Jchonline
Elite Member
- Joined
- Feb 19, 2018
- Messages
- 2,843
- Location
- Red Feather Lakes, CO
- Tractor
- Kubota L6060, KX040-4, M7060, X1100C, M62(S)
Not sure how it works in your state, but that's not how it works here.
By shifting heavy uses to off peak hours, it is saving the saving the utilities money. If our utility saves money, the ratepayers save money: Our regulated utility basically operates on a "cost plus" basis (their rates are based on their costs plus what the regulators feel to be a reasonable profit). Peak generation is expensive - a LOT more expensive than the utilities base load generation. The incentive offered to those who are on the special non-peak rate for the power used to charge their EVs does not come even close to claiming all that is saved by the utility.
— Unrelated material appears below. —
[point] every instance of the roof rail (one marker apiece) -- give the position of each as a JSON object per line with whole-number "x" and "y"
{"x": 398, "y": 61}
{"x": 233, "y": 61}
In fact, those who are set up to load-shift to off peak hours are subsidizing other rate payers.
The off-peak EV rate here is $0.14274/kWh
If I chose to "opt out" and charge during one of those peak events where they would otherwise disable my charger, the rate is $0.73388/kWh (no, that's not a typo. It's more than 5 times the rate charged for off-peak EV charging.)
That makes sense. Just charge more for EV charging if that is whats causing the added peak generation.